Ph.D. student and research assistant Bukola Saheed has also worked alongside Creager in fuel cell research. Saheed was recently awarded first place at Clemson’s fourth annual Graduate Research and Discovery Symposium for a poster presentation on miniaturized electrochemical cells. These cells are unique because they have a variety of practical and economical applications.

“Most of these kinds of studies are done by big industry,” Saheed says. “But we’ve made our research available to any electrochemistry lab. We’ve been able to come up with a new, miniaturized cell that will be relatively simple to produce and also cost effective.”

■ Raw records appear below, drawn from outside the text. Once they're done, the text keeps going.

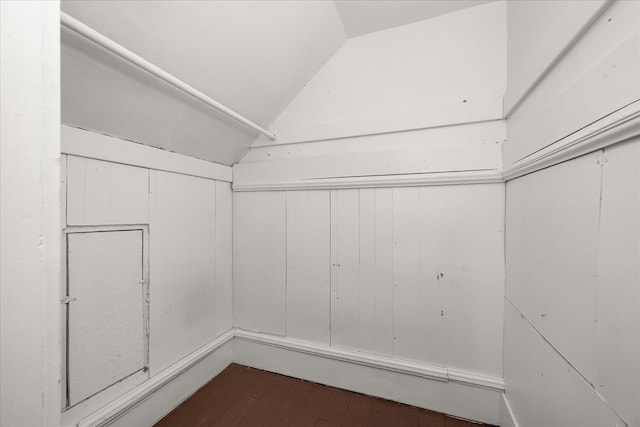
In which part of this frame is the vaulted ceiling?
[61,0,498,165]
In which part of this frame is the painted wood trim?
[78,329,234,427]
[504,0,615,117]
[500,393,520,427]
[233,169,503,191]
[251,98,504,148]
[235,329,504,392]
[61,125,233,182]
[503,100,640,181]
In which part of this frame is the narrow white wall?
[0,1,61,427]
[503,1,640,427]
[63,127,232,424]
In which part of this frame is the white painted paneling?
[67,230,146,405]
[233,192,287,335]
[0,0,62,426]
[506,152,602,381]
[215,181,233,335]
[393,188,424,360]
[331,190,360,348]
[67,156,149,225]
[234,184,504,376]
[264,2,506,142]
[504,302,625,427]
[594,139,640,426]
[504,1,640,166]
[149,171,216,375]
[504,0,611,115]
[370,188,393,355]
[233,121,506,186]
[286,191,331,344]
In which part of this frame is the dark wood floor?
[156,364,490,427]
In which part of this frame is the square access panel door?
[66,229,148,407]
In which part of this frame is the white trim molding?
[500,393,520,427]
[503,100,640,181]
[78,329,234,427]
[233,329,504,425]
[61,125,233,182]
[235,328,504,392]
[233,169,504,191]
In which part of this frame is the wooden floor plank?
[156,363,248,427]
[239,375,296,427]
[289,384,332,427]
[264,380,313,427]
[156,364,490,427]
[342,394,373,427]
[319,388,352,424]
[367,399,395,427]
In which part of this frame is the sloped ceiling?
[61,0,496,165]
[62,1,346,165]
[336,0,494,37]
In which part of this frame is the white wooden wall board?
[150,170,216,375]
[506,152,602,388]
[67,230,147,406]
[331,190,360,348]
[233,192,287,335]
[420,184,504,375]
[233,331,501,425]
[505,33,640,165]
[61,125,233,182]
[252,97,503,147]
[215,181,233,334]
[75,330,234,427]
[372,188,393,355]
[393,188,424,360]
[66,156,149,225]
[504,0,613,117]
[504,1,640,167]
[248,119,506,162]
[357,189,377,352]
[416,187,444,366]
[504,298,627,427]
[286,191,331,344]
[594,139,640,426]
[503,101,640,181]
[60,154,69,229]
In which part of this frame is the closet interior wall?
[501,1,640,427]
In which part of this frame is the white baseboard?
[77,329,234,427]
[233,329,504,425]
[500,393,520,427]
[72,329,508,427]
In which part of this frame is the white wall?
[62,0,346,165]
[63,127,232,423]
[0,1,61,427]
[233,2,506,423]
[503,1,640,427]
[252,2,506,142]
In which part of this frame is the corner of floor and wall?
[0,0,640,427]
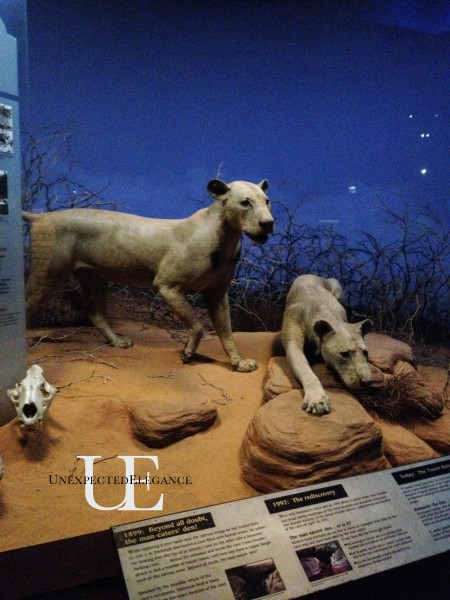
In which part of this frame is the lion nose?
[259,219,274,233]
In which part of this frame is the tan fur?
[281,275,372,415]
[23,179,273,371]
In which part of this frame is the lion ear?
[207,179,230,198]
[314,320,334,339]
[355,319,373,337]
[258,179,269,192]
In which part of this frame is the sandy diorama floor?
[0,320,282,551]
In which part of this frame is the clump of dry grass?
[357,372,446,423]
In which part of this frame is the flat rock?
[264,356,342,400]
[364,333,414,373]
[129,399,217,448]
[375,419,442,467]
[405,409,450,454]
[242,390,390,493]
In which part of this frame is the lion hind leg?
[75,269,133,348]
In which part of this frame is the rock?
[129,399,217,448]
[375,419,442,467]
[242,390,390,493]
[405,410,450,454]
[264,356,341,400]
[364,333,414,373]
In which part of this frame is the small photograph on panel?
[297,540,352,581]
[0,104,13,154]
[225,558,286,600]
[0,171,9,215]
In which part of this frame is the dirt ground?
[0,320,276,551]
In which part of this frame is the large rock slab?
[264,356,342,400]
[364,333,414,373]
[375,419,442,467]
[129,399,217,448]
[242,390,390,493]
[406,409,450,454]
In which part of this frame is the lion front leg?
[302,389,330,416]
[203,292,258,373]
[282,332,331,416]
[158,286,203,363]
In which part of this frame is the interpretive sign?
[113,459,450,600]
[0,20,26,424]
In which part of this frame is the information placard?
[113,458,450,600]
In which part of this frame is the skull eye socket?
[40,383,51,400]
[22,402,37,419]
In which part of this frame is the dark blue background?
[22,0,450,230]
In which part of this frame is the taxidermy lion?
[23,179,274,372]
[281,275,372,415]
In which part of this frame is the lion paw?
[233,358,258,373]
[302,392,330,416]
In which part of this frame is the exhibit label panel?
[0,19,26,424]
[113,458,450,600]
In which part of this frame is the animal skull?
[6,365,59,428]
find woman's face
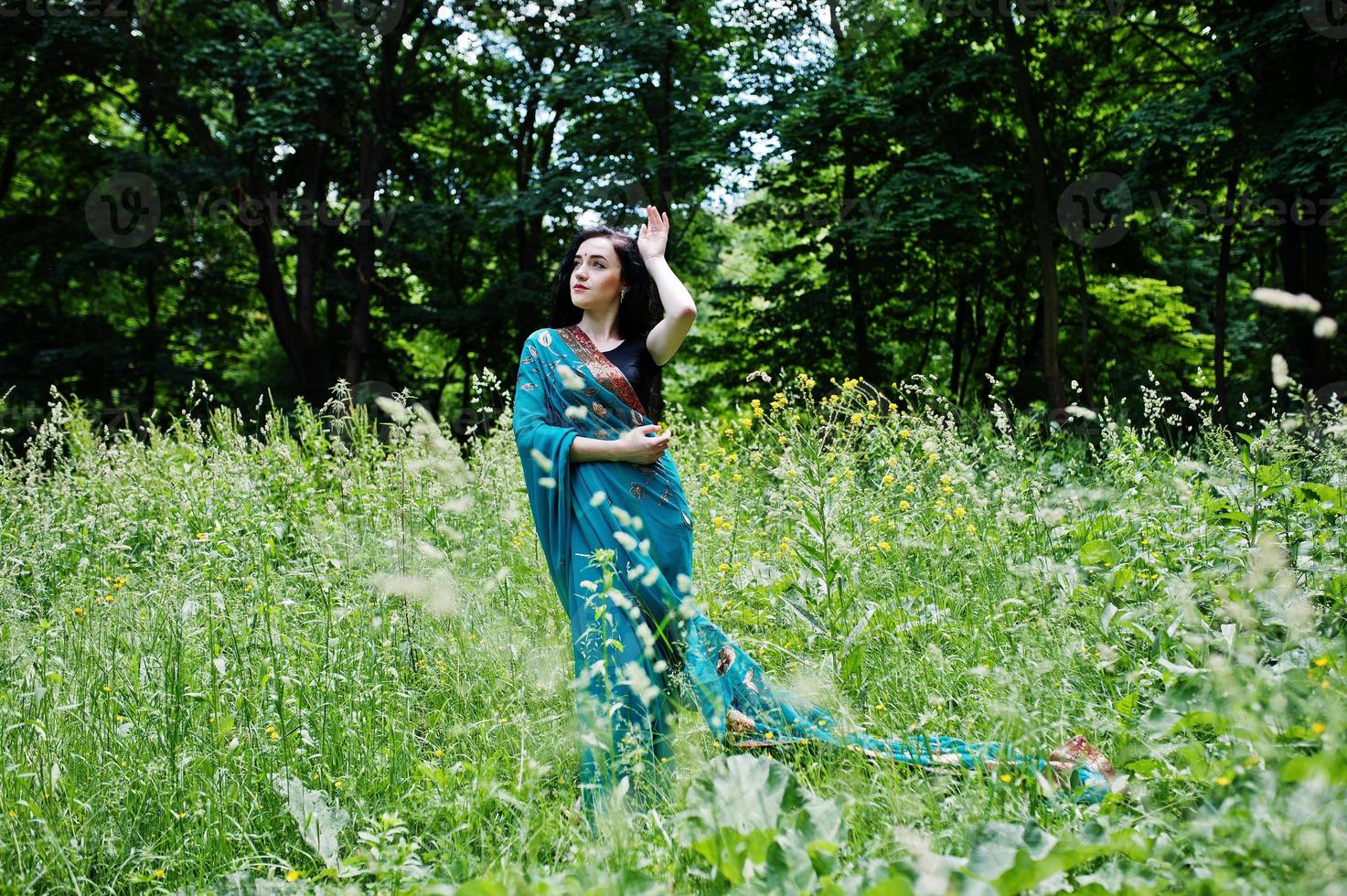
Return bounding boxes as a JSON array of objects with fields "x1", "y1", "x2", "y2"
[{"x1": 572, "y1": 236, "x2": 623, "y2": 308}]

For Saheed, the best part of working on energy issues is developing new technology that’s applicable to the real world. “We can contribute to life positively, we can make our environment cleaner,” says Saheed. “An understanding of basic science can be applied to some of the challenges we see.”

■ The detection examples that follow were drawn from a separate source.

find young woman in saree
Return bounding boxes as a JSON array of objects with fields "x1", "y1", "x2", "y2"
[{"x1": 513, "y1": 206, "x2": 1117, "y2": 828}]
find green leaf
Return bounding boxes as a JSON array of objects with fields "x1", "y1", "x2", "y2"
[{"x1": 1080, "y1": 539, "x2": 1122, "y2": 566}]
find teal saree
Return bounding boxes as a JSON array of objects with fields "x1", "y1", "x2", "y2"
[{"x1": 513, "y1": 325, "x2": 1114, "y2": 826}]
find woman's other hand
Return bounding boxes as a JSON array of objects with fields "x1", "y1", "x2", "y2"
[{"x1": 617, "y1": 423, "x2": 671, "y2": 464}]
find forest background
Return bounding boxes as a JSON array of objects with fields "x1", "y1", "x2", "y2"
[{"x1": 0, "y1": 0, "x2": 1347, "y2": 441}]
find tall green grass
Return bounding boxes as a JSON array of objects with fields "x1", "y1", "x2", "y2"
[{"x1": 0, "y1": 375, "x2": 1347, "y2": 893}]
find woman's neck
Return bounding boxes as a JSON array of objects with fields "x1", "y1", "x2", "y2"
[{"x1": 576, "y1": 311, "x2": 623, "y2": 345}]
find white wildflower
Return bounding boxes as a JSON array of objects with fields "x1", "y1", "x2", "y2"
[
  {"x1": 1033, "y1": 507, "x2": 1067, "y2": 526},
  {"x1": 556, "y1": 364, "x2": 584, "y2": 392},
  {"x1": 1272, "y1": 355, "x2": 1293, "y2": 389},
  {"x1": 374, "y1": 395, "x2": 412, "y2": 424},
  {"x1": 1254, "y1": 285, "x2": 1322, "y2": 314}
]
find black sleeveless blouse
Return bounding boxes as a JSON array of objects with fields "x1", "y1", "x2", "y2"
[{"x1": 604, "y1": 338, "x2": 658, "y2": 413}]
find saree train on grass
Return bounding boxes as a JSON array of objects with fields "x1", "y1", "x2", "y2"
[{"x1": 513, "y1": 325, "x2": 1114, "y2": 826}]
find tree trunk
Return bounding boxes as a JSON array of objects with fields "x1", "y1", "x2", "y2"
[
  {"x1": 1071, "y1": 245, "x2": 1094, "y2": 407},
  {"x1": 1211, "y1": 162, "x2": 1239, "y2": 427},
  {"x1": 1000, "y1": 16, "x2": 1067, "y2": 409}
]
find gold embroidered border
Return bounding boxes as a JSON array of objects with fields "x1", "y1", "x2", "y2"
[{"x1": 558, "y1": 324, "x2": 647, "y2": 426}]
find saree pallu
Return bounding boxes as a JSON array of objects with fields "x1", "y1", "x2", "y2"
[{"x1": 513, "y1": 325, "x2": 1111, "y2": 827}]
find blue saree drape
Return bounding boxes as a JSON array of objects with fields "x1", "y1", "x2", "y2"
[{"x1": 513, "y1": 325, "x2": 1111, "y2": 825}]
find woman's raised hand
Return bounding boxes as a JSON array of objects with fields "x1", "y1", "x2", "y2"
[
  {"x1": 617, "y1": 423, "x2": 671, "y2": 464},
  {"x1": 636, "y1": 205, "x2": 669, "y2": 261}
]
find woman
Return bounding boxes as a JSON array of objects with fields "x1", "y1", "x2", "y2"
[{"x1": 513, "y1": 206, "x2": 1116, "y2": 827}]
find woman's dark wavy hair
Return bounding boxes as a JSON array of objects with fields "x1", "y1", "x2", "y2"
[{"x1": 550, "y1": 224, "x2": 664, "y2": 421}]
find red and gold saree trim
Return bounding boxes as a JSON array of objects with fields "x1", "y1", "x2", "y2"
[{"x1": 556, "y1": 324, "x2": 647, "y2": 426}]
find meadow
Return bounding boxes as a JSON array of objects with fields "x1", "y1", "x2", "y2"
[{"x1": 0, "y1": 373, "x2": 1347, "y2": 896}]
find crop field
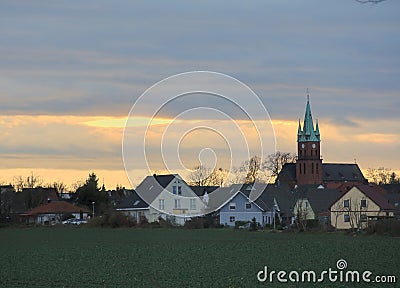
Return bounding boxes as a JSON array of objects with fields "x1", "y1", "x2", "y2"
[{"x1": 0, "y1": 227, "x2": 400, "y2": 287}]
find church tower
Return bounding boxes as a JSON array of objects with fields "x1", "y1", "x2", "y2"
[{"x1": 296, "y1": 91, "x2": 322, "y2": 185}]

Clemson isn’t the only university working on renewable energy issues. But there are things that set Clemson’s researchers apart from those at other institutions. One of those is the collaboration that exists across the different fields of study on campus.

“I don’t want to be bound by these invisible lines of being in a specific subfield of a discipline,” says Ramakrishna Podila, an assistant professor of physics who is an integral part of CNI. “At the end of the day, I’m a scientist, and I’m training students to be scientists, and we want to solve problems that can help society in some way. Our teams at CNI work so closely with each other that there are no boundaries, which can otherwise be a big hindrance to discovering something new. Clemson has gone beyond this traditional thinking.”

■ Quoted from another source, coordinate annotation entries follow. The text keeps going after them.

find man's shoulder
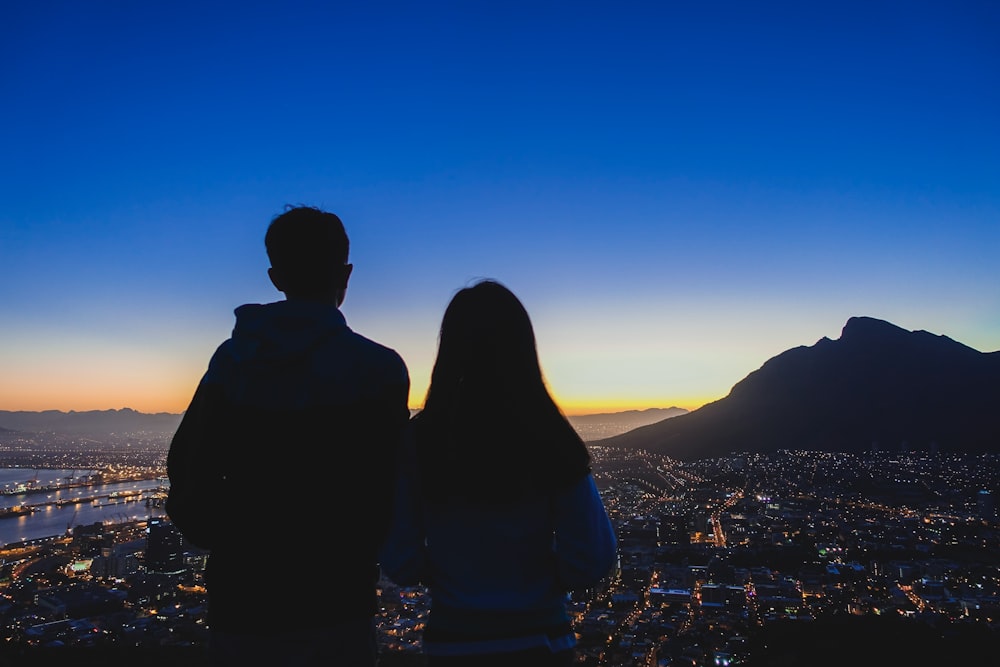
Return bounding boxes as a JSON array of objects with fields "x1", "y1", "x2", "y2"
[{"x1": 348, "y1": 330, "x2": 406, "y2": 369}]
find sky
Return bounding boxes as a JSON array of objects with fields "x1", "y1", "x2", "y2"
[{"x1": 0, "y1": 0, "x2": 1000, "y2": 414}]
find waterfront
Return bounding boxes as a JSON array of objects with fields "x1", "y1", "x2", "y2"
[{"x1": 0, "y1": 468, "x2": 165, "y2": 547}]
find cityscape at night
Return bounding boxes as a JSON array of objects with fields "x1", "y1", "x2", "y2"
[{"x1": 0, "y1": 425, "x2": 1000, "y2": 667}]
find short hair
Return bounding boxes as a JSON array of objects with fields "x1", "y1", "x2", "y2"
[{"x1": 264, "y1": 206, "x2": 350, "y2": 293}]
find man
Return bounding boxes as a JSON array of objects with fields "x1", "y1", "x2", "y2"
[{"x1": 166, "y1": 206, "x2": 410, "y2": 667}]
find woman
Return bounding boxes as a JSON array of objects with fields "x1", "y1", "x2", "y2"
[{"x1": 381, "y1": 280, "x2": 617, "y2": 667}]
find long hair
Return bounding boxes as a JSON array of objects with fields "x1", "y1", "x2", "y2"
[{"x1": 413, "y1": 280, "x2": 590, "y2": 504}]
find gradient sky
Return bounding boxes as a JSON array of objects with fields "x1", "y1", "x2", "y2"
[{"x1": 0, "y1": 0, "x2": 1000, "y2": 414}]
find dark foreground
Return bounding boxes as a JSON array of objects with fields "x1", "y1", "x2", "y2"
[{"x1": 0, "y1": 617, "x2": 1000, "y2": 667}]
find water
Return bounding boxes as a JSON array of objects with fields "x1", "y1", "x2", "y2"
[{"x1": 0, "y1": 468, "x2": 163, "y2": 546}]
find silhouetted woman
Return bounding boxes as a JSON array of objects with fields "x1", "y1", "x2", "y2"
[{"x1": 382, "y1": 280, "x2": 617, "y2": 667}]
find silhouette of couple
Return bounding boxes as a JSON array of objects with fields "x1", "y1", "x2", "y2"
[{"x1": 166, "y1": 206, "x2": 617, "y2": 667}]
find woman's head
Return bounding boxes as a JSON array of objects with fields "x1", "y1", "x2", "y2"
[
  {"x1": 414, "y1": 280, "x2": 590, "y2": 502},
  {"x1": 431, "y1": 280, "x2": 544, "y2": 402}
]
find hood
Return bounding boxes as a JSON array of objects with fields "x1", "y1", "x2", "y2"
[{"x1": 229, "y1": 301, "x2": 348, "y2": 361}]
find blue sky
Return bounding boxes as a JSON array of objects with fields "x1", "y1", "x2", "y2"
[{"x1": 0, "y1": 1, "x2": 1000, "y2": 413}]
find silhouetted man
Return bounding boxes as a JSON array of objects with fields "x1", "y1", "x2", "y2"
[{"x1": 166, "y1": 206, "x2": 410, "y2": 667}]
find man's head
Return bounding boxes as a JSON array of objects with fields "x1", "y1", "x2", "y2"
[{"x1": 264, "y1": 206, "x2": 353, "y2": 306}]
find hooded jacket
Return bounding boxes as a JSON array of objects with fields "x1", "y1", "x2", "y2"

Podila, who began his time at Clemson as a student of Rao’s, says his former professor taught him something he thinks about daily: “Whatever we do, it is ultimately for the students, for the greater good, for training the next generation. The legacy that I leave behind is not my papers, not my awards, but my students.”

It’s a philosophy that also separates academic research from industry, and it’s shared by the other faculty at Clemson. Both undergraduates and graduate students are seen as collaborators, serving as authors on papers, being included on patents and attending meetings with industry partners. And when they leave Clemson, they have the hands-on experience to help further solve the world’s energy problems. Like alumnus James Gibert. The assistant professor in the College of Engineering at Purdue University has teamed up with Clemson Professor Gregory Batt to work on technology for developing smart packages that can harvest their own power. Gibert says his Clemson education was invaluable in teaching him to think critically and set him up for success with the new research he’s doing.

Of course, there’s still more to be done. But Clemson is working on it.

“Looking into the future, energy is going to be a big problem, water is going to be a big problem, air is going to be a bigger problem,” Rao says. “We work on these hot topics. We are not qualified to do all of it ourselves, but we have great partners we work with — young minds and seasoned researchers, not only at Clemson, but at other top universities. Energy is a very vast landscape, and there’s a long road ahead of us. But I think we will succeed given our track record and how far we have come already.”

Kelley Freund is a freelance writer who lives in Newport News, Virginia.